Part of it was of the same fear that had made the others back off from her definition of a “good, healthy sickness.” She smiled at it ruefully.
“It should be strong enough, this therapy,” Carla said, “to go a lousy mile into town. I’m going to start looking for jobs where I won’t be sealed up in a little room somewhere. Maybe that was the main trouble before.” She sounded frightened and tired.
“I’ll miss you,” Deborah said bleakly.
“Maybe soon you can come, too.”
Deborah tried to say “sure,” but she knew that her fear might translate the words into some other language, so she lay on her bed and felt the fear settle over her like fog.
The girl who took Carla’s place in her room was a gentle, generous veteran of mechanical psychiatry in a dozen other hospitals. Her memory had been ravaged, but her sickness was still intact. She gave herself dozens of sets of wildly divergent parents. “It was always a musical family …” she would say vaguely. “My father—he’s Paderewski, and my mother is Sophie Tucker. It’s why I’m high-strung.”
Deborah liked her and after a while they did not speak of families at all, or the marital frictions of her parents, Greta Garbo and Will Rogers.
The hunger for the new world which had awakened in Deborah forced her to seek more and more of it. She would sit near the student nurses on the hall and in the craft shop to hear them talk. She would question them about their lives and families and where they lived and what they wanted to do after they finished their training. She would walk into town and back often, learning all the ways there were to go and come, looking, smelling, watching the seasons change.
The hunger made her go even where she was not wanted, into the social life of the town.

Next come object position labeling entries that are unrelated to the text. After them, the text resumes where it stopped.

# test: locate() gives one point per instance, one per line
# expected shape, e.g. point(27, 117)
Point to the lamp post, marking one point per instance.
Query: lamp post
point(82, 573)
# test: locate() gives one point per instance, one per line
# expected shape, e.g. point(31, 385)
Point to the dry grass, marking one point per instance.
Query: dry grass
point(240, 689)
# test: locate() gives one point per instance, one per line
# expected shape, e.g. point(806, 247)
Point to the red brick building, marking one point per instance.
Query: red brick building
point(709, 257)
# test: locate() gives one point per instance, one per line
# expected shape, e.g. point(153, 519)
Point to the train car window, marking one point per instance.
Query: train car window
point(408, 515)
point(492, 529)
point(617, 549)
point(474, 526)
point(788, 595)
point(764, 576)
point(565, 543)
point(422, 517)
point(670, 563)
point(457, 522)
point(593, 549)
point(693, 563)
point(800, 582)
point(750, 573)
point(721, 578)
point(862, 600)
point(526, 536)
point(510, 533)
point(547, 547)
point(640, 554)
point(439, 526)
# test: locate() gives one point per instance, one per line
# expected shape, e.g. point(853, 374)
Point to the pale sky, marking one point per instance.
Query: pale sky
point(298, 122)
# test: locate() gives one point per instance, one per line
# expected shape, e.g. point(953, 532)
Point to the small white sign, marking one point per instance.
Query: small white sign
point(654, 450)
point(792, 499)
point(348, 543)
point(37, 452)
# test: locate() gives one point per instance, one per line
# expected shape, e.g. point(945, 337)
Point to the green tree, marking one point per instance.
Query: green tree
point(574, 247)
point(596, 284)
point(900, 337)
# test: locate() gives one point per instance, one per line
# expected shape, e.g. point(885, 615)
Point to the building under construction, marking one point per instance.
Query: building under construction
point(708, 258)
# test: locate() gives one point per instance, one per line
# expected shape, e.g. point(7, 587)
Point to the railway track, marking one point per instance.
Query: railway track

She joined two church choirs and talked to the Methodist minister about the young people’s group. They both knew that belonging was a hopeless quest; the hospital and its inmates had been feared and ridiculed far too long in the small, insular community. But the tired, quiet ladies of the church choir could not measure or reckon the passionate hunger of a newborn worldling for her birthright. Although they ignored her, she came anyway. They made her invisible, yet she still came.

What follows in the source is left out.